Cuando una parte intenta apropiarse del todo, el conjunto se resiente. Durante nuestra guerra civil, la actual bandera española --la bandera roja y amarilla, sobre la que desde el 2 de febrero de 1938 posó sus garras un heráldico aguilucho-- fue enarbolada por una parte de la población contra el resto. Cuando sus bayonetas atravesaban las trincheras, flameaba con ellos la bandera. Con esa tela simbolizaban una determinada visión de España, tan exclusiva que aquellos que no la compartían eran arrojados a ese «basurero de la historia» que era la «anti-España». Acabada la guerra, la bandera cubrió a todos: a quienes habían luchado por ella y a quienes la habían combatido. Como una gigantesca mortaja rojigualda, se ciñó sobre los hogares de estos últimos, asfixiando sus recuerdos y amordazando sus conversaciones.

Desde la restauración de la democracia, quienes nunca sintieron como propia esa bandera --de la que el aguilucho no levantó el vuelo hasta 1981-- se esforzaron por reconciliarse con sus colores. Recordemos las palabras de Carrillo de abril de 1977: «...la bandera [del Estado] no puede ser monopolio de ninguna fracción política, y no podíamos abandonarla a los que quieren impedir el paso pacífico a la democracia». En un trueque no exento de tensiones, quienes perdieron la guerra (así como sus descendientes) cambiaron bandera por democracia. Les pareció que, en aquel momento histórico, valía la pena pagar ese peaje. Pero en el nivel más hondo de los sentimientos (allí donde el cálculo utilitarista apenas funciona), la asunción de esa bandera no fue tarea fácil. Tratar de convencerte de que la bandera del enemigo es tu bandera (por mor de la concordia) exige dosis de buen sentido que no siempre pueden mantenerse. Sin embargo, durante años se ha avanzado en esa dirección todo lo que se ha podido, y no sólo en los estadios de fútbol.

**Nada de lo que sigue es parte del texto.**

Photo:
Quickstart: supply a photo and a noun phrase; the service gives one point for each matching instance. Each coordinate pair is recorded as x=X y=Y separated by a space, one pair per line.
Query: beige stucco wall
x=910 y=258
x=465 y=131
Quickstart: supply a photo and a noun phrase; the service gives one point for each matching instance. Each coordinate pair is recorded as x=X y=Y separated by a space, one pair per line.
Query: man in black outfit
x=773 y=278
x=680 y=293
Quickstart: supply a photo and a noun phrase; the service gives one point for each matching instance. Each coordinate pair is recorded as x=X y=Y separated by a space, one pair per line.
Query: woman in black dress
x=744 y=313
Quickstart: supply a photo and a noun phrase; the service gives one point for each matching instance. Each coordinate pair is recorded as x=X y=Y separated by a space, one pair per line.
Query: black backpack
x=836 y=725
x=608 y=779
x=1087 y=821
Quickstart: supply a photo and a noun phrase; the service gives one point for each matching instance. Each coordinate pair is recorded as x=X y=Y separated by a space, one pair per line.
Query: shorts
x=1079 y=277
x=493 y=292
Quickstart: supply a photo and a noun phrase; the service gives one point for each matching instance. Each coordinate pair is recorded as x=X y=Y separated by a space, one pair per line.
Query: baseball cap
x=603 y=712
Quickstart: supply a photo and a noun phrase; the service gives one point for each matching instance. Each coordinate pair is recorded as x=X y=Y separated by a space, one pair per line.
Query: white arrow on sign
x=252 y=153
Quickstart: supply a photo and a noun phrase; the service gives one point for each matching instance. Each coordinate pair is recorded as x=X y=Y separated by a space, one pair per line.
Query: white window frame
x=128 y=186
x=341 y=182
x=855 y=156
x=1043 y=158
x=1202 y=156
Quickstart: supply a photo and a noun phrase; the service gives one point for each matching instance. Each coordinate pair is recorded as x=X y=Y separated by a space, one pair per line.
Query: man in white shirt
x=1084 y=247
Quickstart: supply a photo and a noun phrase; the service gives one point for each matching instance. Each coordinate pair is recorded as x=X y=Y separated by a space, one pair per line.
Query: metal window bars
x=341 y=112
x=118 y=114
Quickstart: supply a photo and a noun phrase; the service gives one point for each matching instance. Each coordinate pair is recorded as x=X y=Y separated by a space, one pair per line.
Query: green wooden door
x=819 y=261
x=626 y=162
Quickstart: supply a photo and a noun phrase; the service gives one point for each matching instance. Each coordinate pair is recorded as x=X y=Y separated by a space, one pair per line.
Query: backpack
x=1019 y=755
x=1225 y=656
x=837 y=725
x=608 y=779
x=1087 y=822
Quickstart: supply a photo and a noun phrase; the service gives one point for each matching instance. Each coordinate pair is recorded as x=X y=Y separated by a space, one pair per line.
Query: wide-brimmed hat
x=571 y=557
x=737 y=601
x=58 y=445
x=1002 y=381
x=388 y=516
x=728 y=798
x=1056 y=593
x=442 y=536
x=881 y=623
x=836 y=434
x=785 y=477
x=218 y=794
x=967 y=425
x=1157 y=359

Últimamente un sector de la población --que se denomina a sí mismo «la España de los balcones», porque sobre ellos cuelgan estas banderas-- ha vuelto a monopolizar un símbolo (confirmando así los temores de Carrillo) que debería ser de todos. También ellos, como sus abuelos, comparten una determinada visión de España fuertemente exclusiva (tanto como la que, en simétrica oposición, determinados catalanes tienen de su tierra). Quienes no comulgan con ella son considerados, igual que en los años 30, traidores o felones; en cualquier caso, representantes -¡otra vez!- de la anti-España. Parece como si sobre esa bandera tan ultrajada cerniera de nuevo sus alas la sombra del aguilucho.